Kenai is Sun’s connected developer destination. It is a integrated suite of developer services where you can host your open source projects. Currently the following features are supported:

  • Source Code Management (Subversion, Mercurial, and Git)
  • Issue Tracking (Jira and Bugzilla)
  • Wiki
  • Forums
  • Mailing Lists
  • Download facility for documents
  • Evolving integration with NetBeans

When you create an account at Kenai, you can host up to five projects for free. I imported two of my hobby projects to try it out, and I liked it. See wikipedia for a comparison of open source software hosting facilities.

Sun+Oracle

This week, it became clear that Oracle buys Sun. Personally, I think this is much better deal than if the IBM-deal had gone through. Just by looking at the corporate culture, it must be a hell of a lot easier to merge Oracle and Sun than trying to squeeze the laid-back-California-minds of Sun into the business suits of The Big Blue.

Oracle has a great history of software acquisitions and Java is so important for Oracle that it is probably in the best of hands.

Java 7

Will there be a Java 7? Will IBM’s potential acquisition of Sun affect Java? It most certainly will, but how? Will there be a JDK 7 and no Java 7? Follow the discussion at TheServerSide.

JUnitMax

Kent Beck has released JUnitMax.

“JUnit Max is an Eclipse plug-in that helps programmers stay focused on coding by running tests intelligently and reporting results unobtrusively. Every time you save a Java file, Max will run your tests and report errors like compile errors. In addition, Max runs the tests most likely to fail first, so you only have to pay close attention to test results for a second (literally) before getting back to coding, even if you have a long-running test suite.”

Running tests in the background is nothing new. A continuous testing plugin for Eclipse has existed for a while. What is new here is the logic deciding in which order the tests should run. But I am not sure people are willing to pay $2/month for it. There are too many free tools out there… I will be waiting for the NetBeans plugin before i give it a try anyway…

Agile Architect

Most agile methodologies does not mention anything about the role of the architect. The team is supposed to be self-managed and take care of everything, including architecture.

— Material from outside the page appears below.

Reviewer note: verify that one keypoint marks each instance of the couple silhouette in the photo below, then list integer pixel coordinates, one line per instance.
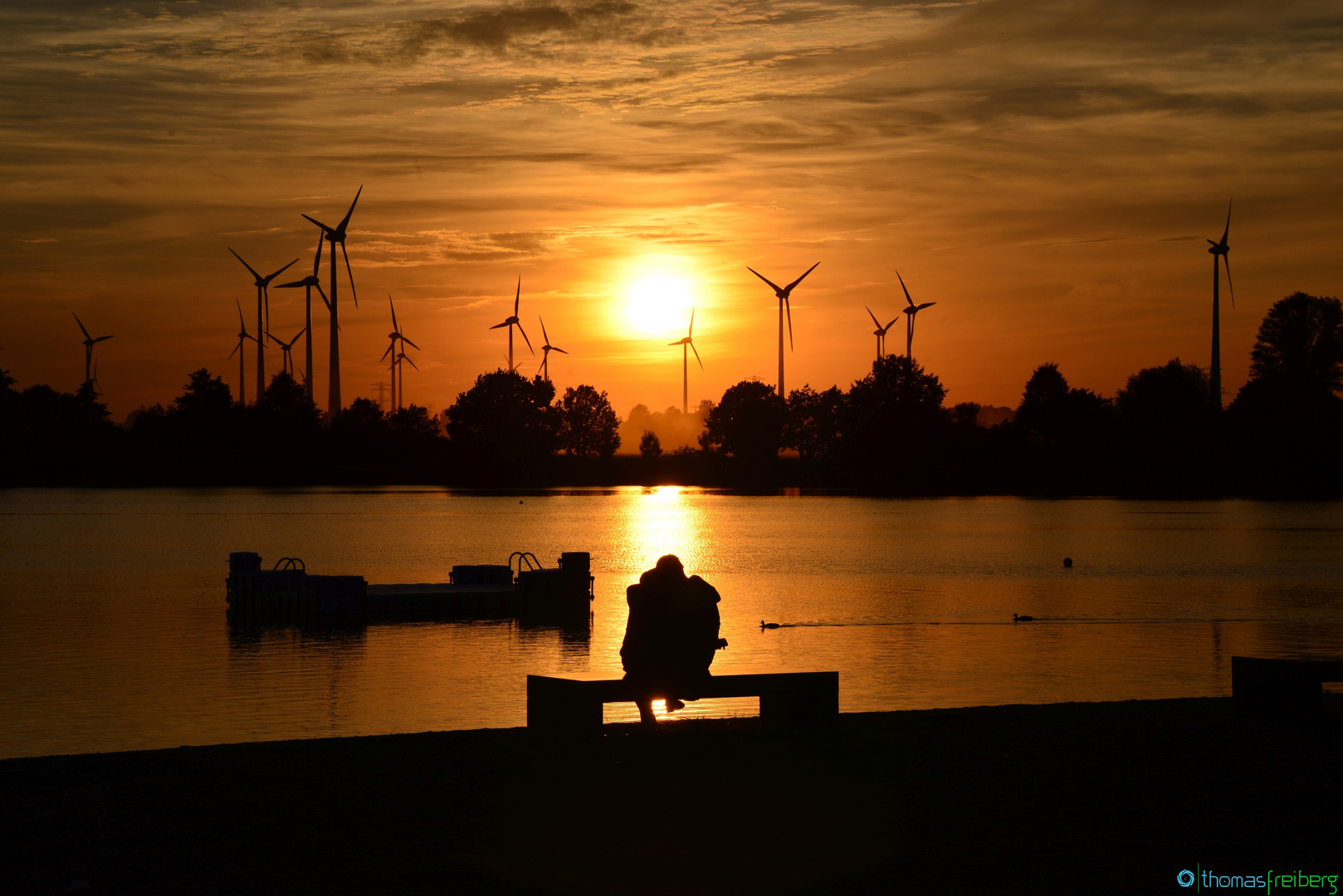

“Big Design Upfront is to be avoided at all costs!”

But what about technical debt? Wouldn’t it be nice if someone had the big picture? Someone who knows the key technologies and standards to use and makes sure that central mechanisms such as error handling are handled conformly?

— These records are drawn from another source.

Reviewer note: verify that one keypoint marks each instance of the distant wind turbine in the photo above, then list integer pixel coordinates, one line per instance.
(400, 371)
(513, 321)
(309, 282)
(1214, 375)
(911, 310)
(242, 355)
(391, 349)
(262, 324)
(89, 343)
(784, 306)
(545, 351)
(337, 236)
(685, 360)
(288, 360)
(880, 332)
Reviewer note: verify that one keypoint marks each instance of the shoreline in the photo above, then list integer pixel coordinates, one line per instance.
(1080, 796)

This has always been some of the focus areas of a software architect. But how does an agile architect differ from a “traditional” one?

In my view, the traditional, high-tower, ivory architect is long dead anyway, so the role of an agile architect is just the same as that of any architect independent of what kind of development methodology that is being used – agile or not.  You have to be pragmatic, know the technologies used, be able to communicate through code with developers (no-one likes PowerPoint anyway…) as well as being close to the business stakeholders.